The rising rate of diabetes worldwide has in recent years spurred a number of innovative prevention and treatment programs focused on community-based care and information technology. Scaling up these interventions has proved difficult, however. Based on case studies conducted in the United States, Mexico, and India, researchers identified financial, organizational, and regulatory barriers to broader adoption that program leaders and policymakers are struggling to address. The authors believe a combination of new funding approaches, institutional reforms, and performance measures are necessary to spread effective advances in care and reduce the burden of diabetes and other chronic diseases.
Diabetes affects 380 million adults, approximately 8.3 percent of the world’s population. Recognizing that widespread improvements in health will likely require “disruptive” innovations in prevention and treatment, a number of programs have emerged to combat diabetes through nontraditional pathways. These efforts include bundling care with nonhealth services, providing treatment in community settings, and using technology to reach isolated or homebound patients. Scaling up or extending these new care models has proved difficult, however, owing to a host of institutional, regulatory, and financial hurdles. Writing in Health Affairs, Commonwealth Fund–supported researchers examined transformative innovations in diabetes care, using case studies from Mexico, India, and the U.S., countries where diabetes prevalence is higher than the global average.
Diabetes Care Innovations in Mexico, India, and the United States
“Disruptive innovation for diabetes care is not easy, but it is essential to reducing the rising health and cost impact.”
- Pro Mujer, in Mexico, integrates health and financial services for low-income women. For instance, it provides diabetes screenings, education, and other health services at reduced cost to women who attend monthly microloan repayment meetings.
- ClickMedix, which operates in all three countries, provides virtual medical consultations to vulnerable and rural patient populations. The electronic platform enables health workers to serve more patients while lowering costs.
- The YMCA Diabetes Prevention Program uses existing community-based centers to reach patients, coordinating exercise and providing health education, nutritional support, and individual counseling at YMCA sites across the U.S. It has been expanded through results-based, add-on payments made by UnitedHealthcare and Medicaid. Depending on an individual’s attainment of weight-loss goals and class attendance, the program receives $175 per person per session on average.
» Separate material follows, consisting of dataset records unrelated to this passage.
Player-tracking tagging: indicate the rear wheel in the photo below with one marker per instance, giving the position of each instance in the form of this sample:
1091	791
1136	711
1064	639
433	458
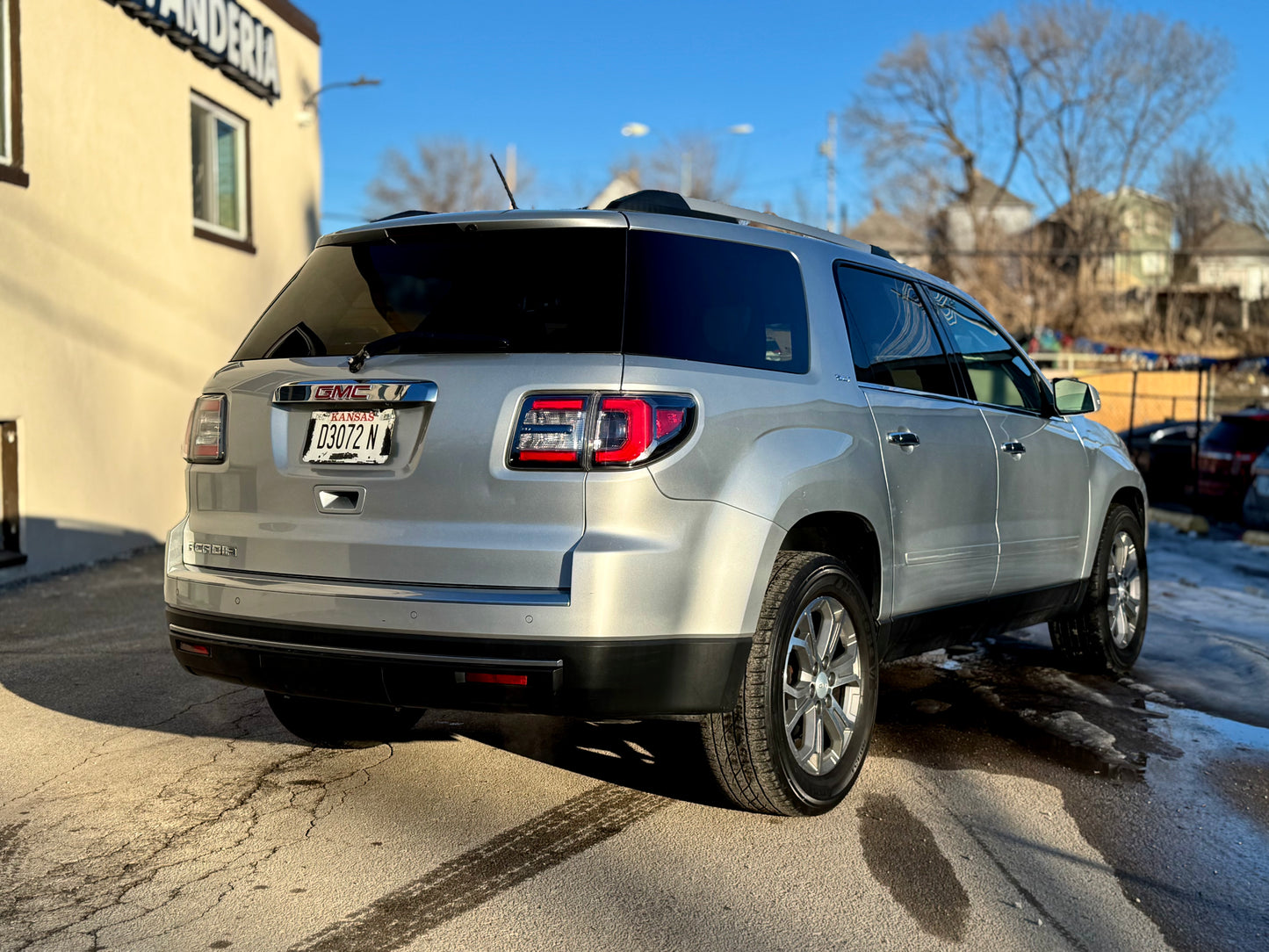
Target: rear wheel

These payments have allowed the YMCA to offer the program to people who otherwise could not afford it or who are not covered by a participating insurer.
Policy Reforms to Reduce Barriers
The authors identified financial, institutional, and regulatory policy barriers that have hindered the diffusion of these and other successful care innovations:
Financial barriers. Across the three case study examples, financial barriers proved to be most critical. “There was a poor fit between the new models of care and many existing payment policies,” the authors note. For instance, in the U.S., estimates from the Diabetes Prevention Program suggest that scaling the intervention could delay 885,000 new cases of diabetes and save $5.7 billion over 25 years. Yet large agencies like the Centers for Medicare and Medicaid Services (CMS) and the Department of Veterans Affairs are currently unable to redirect funding to adopt this model. Thus far, only a limited set of private payers have done so.
Institutional barriers. Pro Mujer in Mexico is dealing with issues related to health services regulation under the finance ministry, as its diabetes program is operated in conjunction with financial services outside the traditional health system. In the U.S., the fragmentation of public financing across different agencies, such as CMS for diabetes care and the Centers for Disease Control and Prevention for community initiatives, is a complicating factor. In India, meanwhile, the state-based nature of regulation and financing “complicates the nationwide adoption of new care models,” the authors say. Program leaders have responded by developing collaborations with physician groups and other providers, public health and patient advocates, and business and insurance leaders, as well staff members in key government agencies. Based on their research, the authors say that innovation usually begins and is scaled up in the private sector, “because partnerships with the public sector can take time to develop.”
Regulatory barriers. In Mexico, the Pro Mujer program found a lack of clarity about which agency had jurisdiction over the program. In the U.S., differing state laws created challenges related to licensing and practicing medicine across state lines. Regulatory barriers were relatively low in India.
Overcoming Barriers to Diffusion
The authors identified policy reforms that would provide health care innovations with a “clearer pathway to sustainability.” Most important are financing reforms, such as linking provider payment to scores on “meaningful, outcome-oriented” performance measures, offering add-on payments to providers, or making subsidies available to patients. Other recommendations include forming partnerships between health care payers and community organizations.
About This Study
The authors conducted a literature review to identify diabetes care innovations in different countries. Once selected, they interviewed some of the organization leaders (i.e., of ClickMedix and Pro Mujer) regarding barriers and challenges to adopting and disseminating their programs.
The Bottom Line
“Disruptive innovation” in diabetes care is essential in the fight against this costly global disease, but financial and other policy barriers must be overcome if the most promising programs are to reach those populations most likely to benefit.